Dieci ricorsi di altrettanti imputati nel processo Plinius 2 sono stati dichiarati inammissibili dalla Corte di Cassazione

SCALEA – 6 mag. 21 - L'operazione Plinius 2 torna nelle aule della Corte di Cassazione con una serie di dieci ricorsi contro la sentenza della corte d'Appello di Catanzaro dello scorso 22 febbraio 2019. La Corte ha dichiarato inammissibili i ricorsi e ha condannato i ricorrenti al pagamento delle spese processuali e della somma di tremila euro in favore della Cassa delle ammende. I ricorsi erano stati proposti da Mario Stummo, 65 anni di Scalea; Alvaro Sollazzo, 57 anni di Scalea; Cantigno Servidio, 54 anni di Scalea; Rodolfo Pancaro, 47 anni di Scalea; Umberto Pietrolungo 55 anni di Cetraro; Francesco Saverio La Greca 46 anni di Santa Domenica Talao; Angela Faraco, 57 anni di Vaccarizzo Albanese; Luigi De Luca, 49 anni di Scalea; Francesco De Luca, 44 anni di Scalea; Maria Francesca Bloise, 47 anni di Scalea.

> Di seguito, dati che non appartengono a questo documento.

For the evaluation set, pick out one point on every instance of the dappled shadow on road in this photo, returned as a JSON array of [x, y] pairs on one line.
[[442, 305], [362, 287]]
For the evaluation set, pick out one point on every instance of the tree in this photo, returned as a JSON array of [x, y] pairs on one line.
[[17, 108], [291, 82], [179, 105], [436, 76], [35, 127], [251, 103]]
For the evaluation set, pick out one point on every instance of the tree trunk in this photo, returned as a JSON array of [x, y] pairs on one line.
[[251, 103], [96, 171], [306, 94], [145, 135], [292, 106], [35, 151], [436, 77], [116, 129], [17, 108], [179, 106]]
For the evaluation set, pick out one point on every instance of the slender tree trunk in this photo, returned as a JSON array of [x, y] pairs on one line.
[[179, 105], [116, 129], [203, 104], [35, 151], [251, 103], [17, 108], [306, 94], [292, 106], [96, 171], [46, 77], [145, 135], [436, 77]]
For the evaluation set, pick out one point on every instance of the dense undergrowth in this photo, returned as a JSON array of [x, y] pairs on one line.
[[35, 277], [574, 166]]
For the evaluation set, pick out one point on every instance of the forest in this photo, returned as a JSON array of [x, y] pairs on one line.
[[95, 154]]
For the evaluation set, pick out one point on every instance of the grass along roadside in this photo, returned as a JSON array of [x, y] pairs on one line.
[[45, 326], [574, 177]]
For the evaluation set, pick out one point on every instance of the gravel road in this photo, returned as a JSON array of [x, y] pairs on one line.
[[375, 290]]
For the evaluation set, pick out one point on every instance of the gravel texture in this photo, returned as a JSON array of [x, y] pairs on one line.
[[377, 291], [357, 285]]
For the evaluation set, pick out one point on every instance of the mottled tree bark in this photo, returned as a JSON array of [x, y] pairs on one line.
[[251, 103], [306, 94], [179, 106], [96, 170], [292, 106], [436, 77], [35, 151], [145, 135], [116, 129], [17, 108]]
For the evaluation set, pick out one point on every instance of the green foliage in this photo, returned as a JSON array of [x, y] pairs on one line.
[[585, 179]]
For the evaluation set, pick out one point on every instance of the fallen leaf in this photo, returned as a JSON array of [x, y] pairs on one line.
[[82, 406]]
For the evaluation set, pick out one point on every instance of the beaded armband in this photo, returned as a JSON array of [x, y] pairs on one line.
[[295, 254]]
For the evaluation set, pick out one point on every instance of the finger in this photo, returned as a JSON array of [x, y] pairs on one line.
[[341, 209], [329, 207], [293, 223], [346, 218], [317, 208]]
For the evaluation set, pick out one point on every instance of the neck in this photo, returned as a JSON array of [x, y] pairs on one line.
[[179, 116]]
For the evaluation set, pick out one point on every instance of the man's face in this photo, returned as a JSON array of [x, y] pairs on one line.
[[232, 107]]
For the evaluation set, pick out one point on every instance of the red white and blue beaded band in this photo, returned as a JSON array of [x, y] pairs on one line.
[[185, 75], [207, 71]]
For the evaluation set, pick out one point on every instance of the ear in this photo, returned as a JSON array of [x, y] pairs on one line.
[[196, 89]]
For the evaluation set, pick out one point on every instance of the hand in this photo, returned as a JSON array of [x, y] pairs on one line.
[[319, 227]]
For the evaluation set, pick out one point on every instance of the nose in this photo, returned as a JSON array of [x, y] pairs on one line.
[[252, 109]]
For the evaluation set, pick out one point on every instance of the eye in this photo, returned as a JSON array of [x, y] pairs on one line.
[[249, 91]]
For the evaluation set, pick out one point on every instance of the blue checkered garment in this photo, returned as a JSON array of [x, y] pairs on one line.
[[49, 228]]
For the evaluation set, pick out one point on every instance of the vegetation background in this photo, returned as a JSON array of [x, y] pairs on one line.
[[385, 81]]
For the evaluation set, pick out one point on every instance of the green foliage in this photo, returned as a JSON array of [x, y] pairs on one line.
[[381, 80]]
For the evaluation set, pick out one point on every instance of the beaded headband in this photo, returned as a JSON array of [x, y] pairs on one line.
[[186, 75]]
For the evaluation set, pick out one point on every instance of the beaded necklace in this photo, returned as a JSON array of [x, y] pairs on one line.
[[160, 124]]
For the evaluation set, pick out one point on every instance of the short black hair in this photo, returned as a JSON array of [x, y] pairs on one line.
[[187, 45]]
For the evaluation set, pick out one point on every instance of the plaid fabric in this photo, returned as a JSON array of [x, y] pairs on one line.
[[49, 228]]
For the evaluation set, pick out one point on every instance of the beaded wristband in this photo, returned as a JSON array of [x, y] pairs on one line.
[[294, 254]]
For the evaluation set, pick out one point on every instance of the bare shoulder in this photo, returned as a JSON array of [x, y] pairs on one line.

Il provvedimento impugnato riguardava la decisione della Corte d'Appello di Catanzaro, sugli appelli relativi alla sentenza originaria del Tribunale di Paola del 20 ottobre 2017.



I giudici di merito hanno esaminato i fatti oggetto del giudizio, convenzionalmente denominato “Plinius 2”, indicato come il prosieguo dell'operazione investigativa “Plinius 1”, che, si legge nella articolata sentenza: “aveva riconosciuto l'esistenza in Scalea del clan di 'ndrangheta, denominato Stummo-Valente, collegato alla cosca Muto di Cetraro, della quale costituiva una derivazione. Detto clan era composto da due fazioni: una facente capo a Mario Stummo; l'altra a Pietro Valente; il clan era stato riconosciuto operante nel territorio del Comune di Scalea e nei comuni vicini, in un periodo temporale antecedente quello oggetto della contestazione e, comunque, fino al settembre 2013”. La Corte di Cassazione nell'esaminare i ricorsi ha, fra l'altro, tenuto conto delle sentenze passate in giudicato che hanno ormai cristallizzato una serie di eventi non più contestabili. Nella ricostruzione, la Corte di Cassazione, ricorda che alla situazione “di pace apparente tra le fazioni Stummo e Valente, si contrapponeva un permanente latente contrasto, finalizzato ad ottenere la supremazia sul territorio; tra la fine del 2012 e gli inizi del 2013, i due gruppi, pur sostanzialmente unitari e operanti in un medesimo contesto spaziotemporale, erano entrati in forte dissidio; nel corso di una conversazione, Pietro Valente, tornato in libertà dopo un periodo di carcerazione, rendeva edotto l'Avv. Mario Nocito, di essere in attesa, in occasione della imminente scarcerazione di Luigi Muto, di risposte dal “locale di Cetraro” al fine di risolvere in via definitiva la situazione di contrasto con la fazione Stummo, manifestando il proposito di riprendersi, con il benestare di Muto, il controllo del territorio di Scalea, contando sul privilegio di chi li aveva serviti per vent'anni”.